OTTAWA — Adults in Canada will soon have easier access to e-cigarettes and vaping supplies — and be exposed to more ads promoting them — now that the federal Liberal government has passed legislation formally legalizing and regulating the practice.
Once the Tobacco and Vaping Products Act receives royal assent in the coming days, it will prohibit the sale of vape products to minors, ban flavours aimed at young people and prohibit marketing that features testimonials, health claims or “lifestyle” themes.
It also allows the legal manufacture, import and sale of vaping products both with and without nicotine, Health Canada said Wednesday. Other provisions will come into force 180 days after the bill becomes law to give manufacturers and importers time to comply.
Manufacturers that want to market their products with therapeutic claims, such as for smoking cessation, will still require the agency’s blessing before their products can be imported, advertised or sold in Canada.
Some experts cheered the vaping regulations, saying they give legitimacy to something that could prove a boon for smokers who are trying to quit. Others fear the restrictions could keep those very same people from exploring its potential as a less-harmful alternative to cigarettes.
Where they agree, however, is that Canada continues to lack sufficient research into vaping.
The law treats vaping like smoking, with similar regulations, said David Sweanor, an adjunct professor at the University of Ottawa’s Centre for Health Law, Policy and Ethics.

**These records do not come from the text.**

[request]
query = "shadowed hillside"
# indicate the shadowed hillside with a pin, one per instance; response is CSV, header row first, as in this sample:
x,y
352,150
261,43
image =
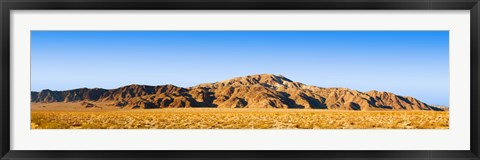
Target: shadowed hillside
x,y
253,91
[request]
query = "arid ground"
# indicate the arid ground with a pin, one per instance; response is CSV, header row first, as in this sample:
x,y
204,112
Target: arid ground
x,y
55,116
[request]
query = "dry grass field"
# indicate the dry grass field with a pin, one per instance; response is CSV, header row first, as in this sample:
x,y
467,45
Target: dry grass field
x,y
213,118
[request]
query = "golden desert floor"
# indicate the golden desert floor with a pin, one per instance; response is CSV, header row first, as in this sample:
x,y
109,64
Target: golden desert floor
x,y
214,118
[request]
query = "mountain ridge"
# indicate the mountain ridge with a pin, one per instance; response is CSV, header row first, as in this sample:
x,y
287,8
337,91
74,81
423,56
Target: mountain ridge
x,y
251,91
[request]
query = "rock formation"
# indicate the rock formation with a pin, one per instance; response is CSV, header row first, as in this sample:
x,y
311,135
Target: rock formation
x,y
253,91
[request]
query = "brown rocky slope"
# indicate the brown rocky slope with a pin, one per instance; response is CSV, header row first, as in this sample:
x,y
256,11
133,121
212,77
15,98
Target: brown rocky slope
x,y
253,91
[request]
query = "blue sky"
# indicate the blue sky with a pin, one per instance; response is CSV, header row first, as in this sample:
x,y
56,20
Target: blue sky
x,y
409,63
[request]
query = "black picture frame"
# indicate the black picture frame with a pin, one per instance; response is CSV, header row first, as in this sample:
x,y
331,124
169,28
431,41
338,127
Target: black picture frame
x,y
9,5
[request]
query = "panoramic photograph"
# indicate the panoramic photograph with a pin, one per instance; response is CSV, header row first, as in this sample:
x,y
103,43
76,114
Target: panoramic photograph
x,y
239,80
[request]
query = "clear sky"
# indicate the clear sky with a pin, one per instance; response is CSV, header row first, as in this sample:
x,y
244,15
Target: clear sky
x,y
409,63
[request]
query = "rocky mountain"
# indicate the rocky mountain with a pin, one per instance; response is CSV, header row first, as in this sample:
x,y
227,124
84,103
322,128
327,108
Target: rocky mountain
x,y
253,91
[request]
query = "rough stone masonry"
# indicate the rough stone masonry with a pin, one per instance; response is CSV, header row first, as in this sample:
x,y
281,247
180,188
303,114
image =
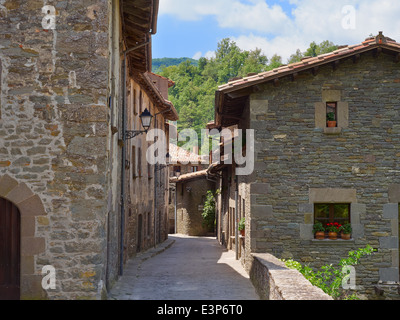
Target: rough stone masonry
x,y
55,140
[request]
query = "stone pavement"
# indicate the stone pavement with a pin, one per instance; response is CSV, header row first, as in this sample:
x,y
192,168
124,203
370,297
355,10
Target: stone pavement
x,y
185,268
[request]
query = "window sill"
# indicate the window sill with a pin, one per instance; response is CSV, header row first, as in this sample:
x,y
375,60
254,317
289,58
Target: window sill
x,y
332,242
333,131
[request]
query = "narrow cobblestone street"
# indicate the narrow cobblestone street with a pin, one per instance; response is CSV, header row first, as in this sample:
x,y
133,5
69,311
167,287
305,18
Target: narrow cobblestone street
x,y
190,268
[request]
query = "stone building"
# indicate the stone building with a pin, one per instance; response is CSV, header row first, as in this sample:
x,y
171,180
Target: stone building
x,y
62,132
189,185
147,184
306,171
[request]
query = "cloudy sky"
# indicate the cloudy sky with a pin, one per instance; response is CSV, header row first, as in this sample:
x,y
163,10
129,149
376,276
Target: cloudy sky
x,y
193,28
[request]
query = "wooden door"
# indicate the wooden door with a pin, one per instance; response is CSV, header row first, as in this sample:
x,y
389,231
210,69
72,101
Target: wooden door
x,y
9,251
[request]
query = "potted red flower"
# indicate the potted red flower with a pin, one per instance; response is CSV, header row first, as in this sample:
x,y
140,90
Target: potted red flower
x,y
346,231
333,230
319,231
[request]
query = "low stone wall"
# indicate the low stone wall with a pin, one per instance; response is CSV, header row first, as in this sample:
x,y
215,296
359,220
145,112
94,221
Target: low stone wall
x,y
274,281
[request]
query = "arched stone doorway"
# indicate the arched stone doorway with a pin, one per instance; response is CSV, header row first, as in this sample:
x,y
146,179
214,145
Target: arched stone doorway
x,y
10,253
20,196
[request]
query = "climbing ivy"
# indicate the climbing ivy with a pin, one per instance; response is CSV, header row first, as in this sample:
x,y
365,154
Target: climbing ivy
x,y
209,210
330,278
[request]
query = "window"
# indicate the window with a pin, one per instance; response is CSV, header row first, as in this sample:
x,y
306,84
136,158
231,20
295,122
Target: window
x,y
177,170
332,212
331,114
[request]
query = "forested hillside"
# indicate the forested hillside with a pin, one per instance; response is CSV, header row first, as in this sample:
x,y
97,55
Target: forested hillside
x,y
195,85
161,63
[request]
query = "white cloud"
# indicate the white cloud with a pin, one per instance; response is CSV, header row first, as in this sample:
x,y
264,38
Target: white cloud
x,y
269,27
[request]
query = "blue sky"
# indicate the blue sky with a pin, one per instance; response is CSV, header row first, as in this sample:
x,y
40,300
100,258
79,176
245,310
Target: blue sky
x,y
193,28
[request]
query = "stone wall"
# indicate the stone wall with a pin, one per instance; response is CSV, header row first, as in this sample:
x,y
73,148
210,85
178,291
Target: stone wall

It prevents companies that make so-called “non-combustion” products from informing smokers about significantly less hazardous options, Sweanor said, and fails to adequately distinguish between the relative risks of cigarettes, and e-cigarettes and other alternatives.
Canadian Medical Association president Dr. Laurent Marcoux welcomed the legislation for its restrictions on promoting and advertising vape products, but warned its still too soon to embrace it as a potential stop-smoking aid.